Well, this took me a while to write because all the possible scenarios when you connecting the O's. Basically, I get the QuickUnionWithPathCompression (path compression is not required here, I just type it to practice a bit). The idea is simple, loop from row= 1 to 2nd last and col = 1 to 2nd last.
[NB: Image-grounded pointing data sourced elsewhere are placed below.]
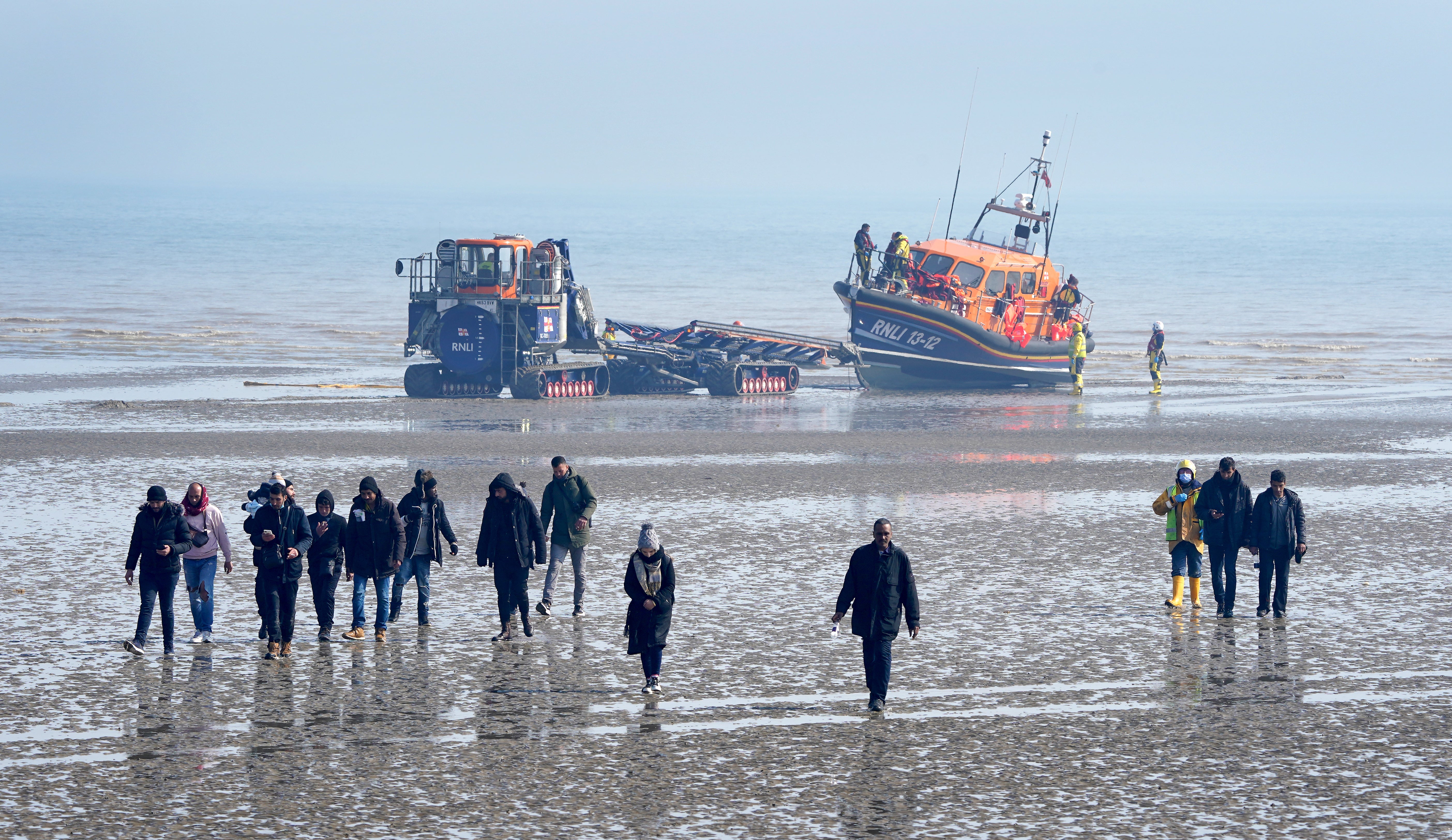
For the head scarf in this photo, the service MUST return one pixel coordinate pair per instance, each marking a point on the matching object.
(200, 507)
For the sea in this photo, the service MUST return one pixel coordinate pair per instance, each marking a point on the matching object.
(140, 292)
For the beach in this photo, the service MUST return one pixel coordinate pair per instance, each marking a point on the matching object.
(1049, 694)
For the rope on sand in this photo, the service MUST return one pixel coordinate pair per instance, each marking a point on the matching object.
(295, 385)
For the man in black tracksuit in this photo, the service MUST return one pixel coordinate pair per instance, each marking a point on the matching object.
(282, 533)
(1223, 508)
(881, 584)
(512, 539)
(1277, 533)
(326, 559)
(159, 538)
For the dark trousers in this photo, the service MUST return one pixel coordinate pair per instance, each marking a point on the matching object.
(157, 585)
(878, 662)
(651, 661)
(279, 607)
(324, 594)
(512, 581)
(1223, 558)
(1280, 562)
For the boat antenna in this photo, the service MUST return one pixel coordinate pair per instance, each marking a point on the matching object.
(975, 95)
(1049, 237)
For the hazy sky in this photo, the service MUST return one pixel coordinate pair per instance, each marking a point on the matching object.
(1201, 99)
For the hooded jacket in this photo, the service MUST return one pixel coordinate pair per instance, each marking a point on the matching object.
(375, 539)
(327, 552)
(566, 501)
(411, 507)
(291, 529)
(152, 532)
(879, 590)
(650, 627)
(1264, 523)
(1230, 498)
(510, 521)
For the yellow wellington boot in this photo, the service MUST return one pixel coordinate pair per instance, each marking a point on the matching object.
(1180, 593)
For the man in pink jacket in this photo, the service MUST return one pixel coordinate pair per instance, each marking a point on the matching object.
(200, 565)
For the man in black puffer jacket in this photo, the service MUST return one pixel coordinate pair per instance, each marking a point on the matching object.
(512, 539)
(326, 561)
(282, 533)
(159, 539)
(879, 588)
(375, 549)
(1223, 508)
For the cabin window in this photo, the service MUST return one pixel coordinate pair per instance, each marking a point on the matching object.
(937, 265)
(969, 275)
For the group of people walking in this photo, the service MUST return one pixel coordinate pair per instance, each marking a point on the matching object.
(1219, 514)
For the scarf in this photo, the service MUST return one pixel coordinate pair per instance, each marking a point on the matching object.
(201, 507)
(648, 574)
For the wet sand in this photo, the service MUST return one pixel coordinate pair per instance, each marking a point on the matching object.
(1049, 695)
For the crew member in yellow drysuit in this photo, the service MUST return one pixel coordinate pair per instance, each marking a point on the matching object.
(1077, 358)
(1177, 504)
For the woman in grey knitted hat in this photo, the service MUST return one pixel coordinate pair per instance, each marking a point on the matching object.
(651, 587)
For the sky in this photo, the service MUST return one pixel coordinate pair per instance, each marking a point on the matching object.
(1143, 99)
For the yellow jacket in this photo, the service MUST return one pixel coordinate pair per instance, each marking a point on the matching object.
(1181, 524)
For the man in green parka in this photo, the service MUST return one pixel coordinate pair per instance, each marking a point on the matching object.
(570, 504)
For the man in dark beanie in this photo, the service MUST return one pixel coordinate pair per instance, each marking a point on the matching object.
(374, 549)
(282, 534)
(326, 561)
(512, 540)
(425, 517)
(879, 588)
(159, 539)
(1277, 534)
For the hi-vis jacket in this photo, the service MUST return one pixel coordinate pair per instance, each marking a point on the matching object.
(1181, 523)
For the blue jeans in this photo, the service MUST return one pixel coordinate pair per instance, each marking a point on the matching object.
(1183, 555)
(381, 590)
(878, 662)
(415, 568)
(201, 577)
(157, 585)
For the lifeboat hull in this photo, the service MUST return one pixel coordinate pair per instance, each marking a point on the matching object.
(909, 346)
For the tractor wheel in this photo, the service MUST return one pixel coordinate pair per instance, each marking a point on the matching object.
(423, 381)
(529, 384)
(721, 379)
(622, 375)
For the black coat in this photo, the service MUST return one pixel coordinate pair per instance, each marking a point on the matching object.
(882, 588)
(1230, 498)
(327, 552)
(292, 532)
(152, 532)
(520, 527)
(411, 507)
(650, 627)
(1264, 524)
(374, 546)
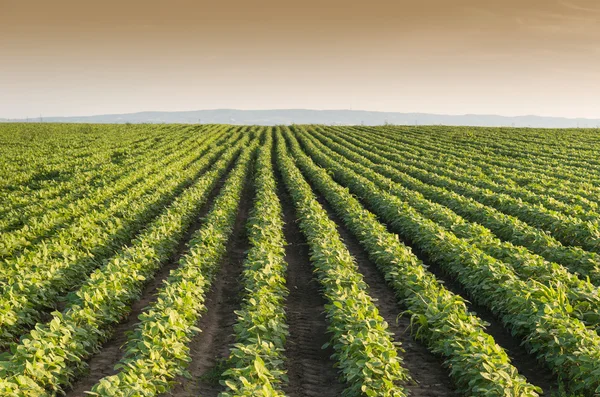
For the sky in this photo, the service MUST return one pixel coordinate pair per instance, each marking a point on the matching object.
(511, 57)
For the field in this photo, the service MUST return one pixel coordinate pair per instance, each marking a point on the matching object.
(309, 260)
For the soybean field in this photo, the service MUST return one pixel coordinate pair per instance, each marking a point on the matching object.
(302, 260)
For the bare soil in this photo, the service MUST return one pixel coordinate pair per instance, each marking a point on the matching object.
(310, 368)
(102, 363)
(210, 348)
(536, 373)
(430, 377)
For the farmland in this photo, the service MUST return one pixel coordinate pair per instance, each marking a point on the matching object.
(303, 260)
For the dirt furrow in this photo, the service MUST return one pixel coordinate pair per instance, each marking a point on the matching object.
(426, 369)
(310, 369)
(102, 363)
(535, 372)
(210, 348)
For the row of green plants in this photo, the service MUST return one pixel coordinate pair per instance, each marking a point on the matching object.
(157, 350)
(538, 313)
(54, 353)
(567, 229)
(530, 185)
(34, 282)
(439, 318)
(584, 263)
(583, 296)
(366, 355)
(38, 167)
(256, 360)
(528, 152)
(540, 182)
(463, 172)
(576, 183)
(17, 211)
(36, 229)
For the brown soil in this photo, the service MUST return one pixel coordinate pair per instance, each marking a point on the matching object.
(210, 348)
(536, 373)
(431, 379)
(310, 369)
(102, 363)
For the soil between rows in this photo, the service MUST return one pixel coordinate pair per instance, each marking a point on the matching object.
(310, 368)
(426, 369)
(210, 348)
(102, 363)
(527, 365)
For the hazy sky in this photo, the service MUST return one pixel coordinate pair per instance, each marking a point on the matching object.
(510, 57)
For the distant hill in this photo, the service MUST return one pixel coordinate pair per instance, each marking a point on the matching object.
(305, 116)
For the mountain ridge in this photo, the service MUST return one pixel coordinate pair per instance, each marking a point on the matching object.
(310, 116)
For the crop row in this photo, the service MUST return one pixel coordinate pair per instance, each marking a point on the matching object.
(257, 357)
(583, 296)
(36, 280)
(538, 313)
(156, 351)
(363, 347)
(52, 354)
(441, 319)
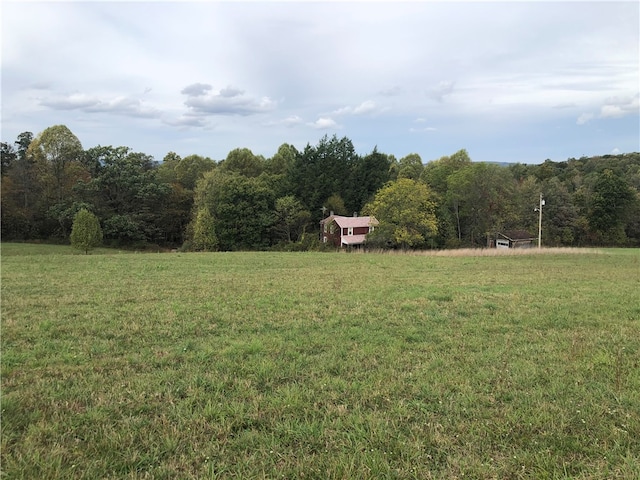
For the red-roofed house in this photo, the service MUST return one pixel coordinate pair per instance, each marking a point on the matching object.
(346, 231)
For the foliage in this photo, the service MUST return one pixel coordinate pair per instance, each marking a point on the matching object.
(242, 208)
(47, 179)
(406, 213)
(291, 219)
(204, 233)
(236, 365)
(86, 233)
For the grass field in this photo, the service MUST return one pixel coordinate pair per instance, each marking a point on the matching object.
(317, 365)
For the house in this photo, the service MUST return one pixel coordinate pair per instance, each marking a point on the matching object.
(346, 231)
(515, 239)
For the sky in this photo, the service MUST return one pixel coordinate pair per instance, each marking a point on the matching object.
(507, 81)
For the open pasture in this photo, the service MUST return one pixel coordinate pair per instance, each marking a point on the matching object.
(327, 366)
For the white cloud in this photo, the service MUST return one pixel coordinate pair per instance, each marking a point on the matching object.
(585, 118)
(324, 123)
(366, 107)
(440, 91)
(423, 130)
(120, 105)
(614, 107)
(196, 89)
(378, 65)
(227, 101)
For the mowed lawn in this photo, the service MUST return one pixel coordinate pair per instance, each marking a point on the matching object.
(319, 365)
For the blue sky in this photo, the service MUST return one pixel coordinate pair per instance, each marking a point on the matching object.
(508, 81)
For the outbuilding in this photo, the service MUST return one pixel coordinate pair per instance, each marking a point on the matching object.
(515, 239)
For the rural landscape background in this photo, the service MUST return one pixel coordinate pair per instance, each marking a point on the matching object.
(320, 365)
(249, 202)
(171, 311)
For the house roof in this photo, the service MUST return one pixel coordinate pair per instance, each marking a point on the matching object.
(353, 239)
(347, 222)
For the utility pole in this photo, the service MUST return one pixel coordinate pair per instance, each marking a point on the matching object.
(539, 209)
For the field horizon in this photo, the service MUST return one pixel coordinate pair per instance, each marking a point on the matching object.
(320, 365)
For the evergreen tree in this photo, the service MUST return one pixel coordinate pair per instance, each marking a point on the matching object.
(204, 235)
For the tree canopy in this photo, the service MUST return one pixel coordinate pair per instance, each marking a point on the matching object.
(247, 201)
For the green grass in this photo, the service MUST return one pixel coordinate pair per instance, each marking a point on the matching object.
(327, 366)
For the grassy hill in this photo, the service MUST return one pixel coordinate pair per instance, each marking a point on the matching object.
(309, 365)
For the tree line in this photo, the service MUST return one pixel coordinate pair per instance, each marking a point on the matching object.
(249, 202)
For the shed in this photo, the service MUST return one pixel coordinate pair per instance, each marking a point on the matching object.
(515, 239)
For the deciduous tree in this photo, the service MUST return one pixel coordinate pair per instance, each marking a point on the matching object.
(86, 233)
(406, 213)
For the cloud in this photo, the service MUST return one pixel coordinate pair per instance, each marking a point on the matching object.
(585, 118)
(228, 101)
(366, 107)
(196, 89)
(290, 121)
(423, 130)
(120, 105)
(392, 91)
(187, 121)
(443, 89)
(324, 123)
(614, 107)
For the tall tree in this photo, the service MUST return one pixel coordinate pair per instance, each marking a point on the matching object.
(611, 202)
(369, 174)
(406, 213)
(324, 170)
(58, 153)
(86, 233)
(242, 208)
(291, 219)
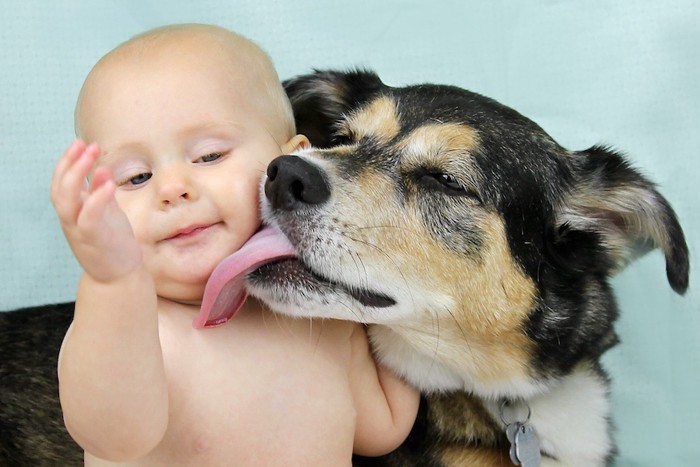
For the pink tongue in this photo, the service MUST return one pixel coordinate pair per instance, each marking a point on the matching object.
(225, 291)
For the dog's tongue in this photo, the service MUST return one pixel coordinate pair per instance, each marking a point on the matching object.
(225, 290)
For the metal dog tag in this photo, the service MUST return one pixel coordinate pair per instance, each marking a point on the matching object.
(524, 445)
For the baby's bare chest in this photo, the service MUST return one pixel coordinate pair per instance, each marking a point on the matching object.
(263, 388)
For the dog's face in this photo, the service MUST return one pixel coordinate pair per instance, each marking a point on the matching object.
(479, 245)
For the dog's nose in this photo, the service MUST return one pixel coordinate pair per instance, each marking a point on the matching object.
(293, 183)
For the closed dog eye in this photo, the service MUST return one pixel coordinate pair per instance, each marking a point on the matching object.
(446, 183)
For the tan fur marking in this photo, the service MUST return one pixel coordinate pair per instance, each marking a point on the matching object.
(440, 139)
(492, 295)
(379, 121)
(461, 456)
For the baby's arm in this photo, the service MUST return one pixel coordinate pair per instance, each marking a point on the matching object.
(386, 405)
(111, 376)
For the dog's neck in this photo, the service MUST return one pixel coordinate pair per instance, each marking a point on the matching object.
(429, 364)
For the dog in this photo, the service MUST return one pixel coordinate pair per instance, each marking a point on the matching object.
(477, 250)
(32, 432)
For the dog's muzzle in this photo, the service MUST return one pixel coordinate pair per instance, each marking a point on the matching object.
(293, 183)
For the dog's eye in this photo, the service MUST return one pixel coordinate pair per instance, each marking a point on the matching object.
(447, 184)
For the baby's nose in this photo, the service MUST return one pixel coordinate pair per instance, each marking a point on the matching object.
(175, 187)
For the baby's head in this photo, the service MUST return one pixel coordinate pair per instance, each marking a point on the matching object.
(198, 47)
(187, 118)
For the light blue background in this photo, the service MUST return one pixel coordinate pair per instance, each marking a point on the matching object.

For each cell, we search four different directions. If current cell is 'O' and its neighbor is 'O' we union them. Because the nature of implementation of this data structure, we have to make sure edge cell are the second parameter of the union, and use of isBoundary(qu.find(flat(x, y))) to union is required.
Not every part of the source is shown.